Overall, WWE remains on track to be a profitable company that will set another new revenue record in 2016. Their firm foundation for revenue growth is around monetizing their base of hardcore fans. They'll continue to run lots of live events and collect increased television rights fees each quarter. They've spent the year investing in various initiatives including increased focus on market localization & international staff and improved data analytics capabilities. The WWE Network is growing year-over-year with WrestleMania being the main catalyst of subscriber growth. They continue to pile up social media followers (705 million) and "engagements" (303 million). However, the future of media is very opaque. As George Barrios said, "the crystal ball is hazy" as WWE must determine whether they can count on new record television contracts in 2019 (when their US, UK and India TV deals come due) or whether it would be time to fully pivot into the world of AVOD or SVOD (subscriber video on demand).

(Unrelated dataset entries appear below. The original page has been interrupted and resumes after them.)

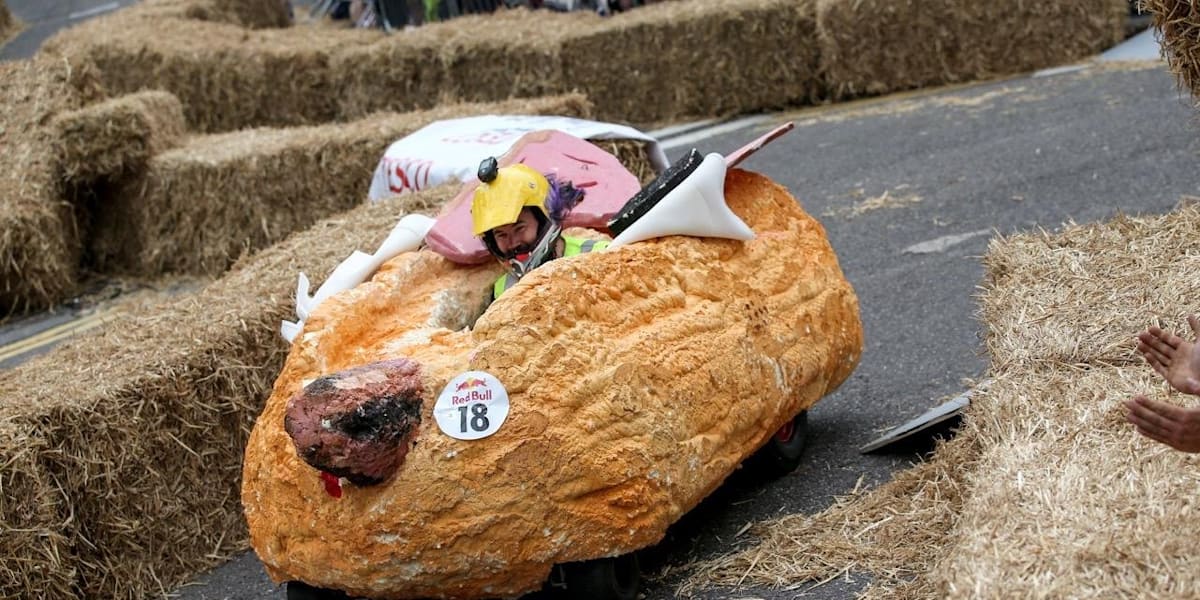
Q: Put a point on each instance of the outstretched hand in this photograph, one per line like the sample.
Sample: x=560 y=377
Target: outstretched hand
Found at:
x=1175 y=426
x=1173 y=357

With the majority of digital views coming from outside the United States, will WWE be able to leverage this to recaptured lapsed fans and find new members of their WWE Universe in international markets? Can WWE utilize their improved customer metrics and subscriber profiles to generate more specialized content and market their consumer products and live events directly to fans? New initiatives, new marketing campaigns, new localization efforts and new pricing tiers must be explored. They have the benefit of guaranteed television rights revenue and fairly stable WWE Network trends. They must use these next few years to avoid entering a listless limbo or midcard mambo if they want to become a true entertainment juggernaut.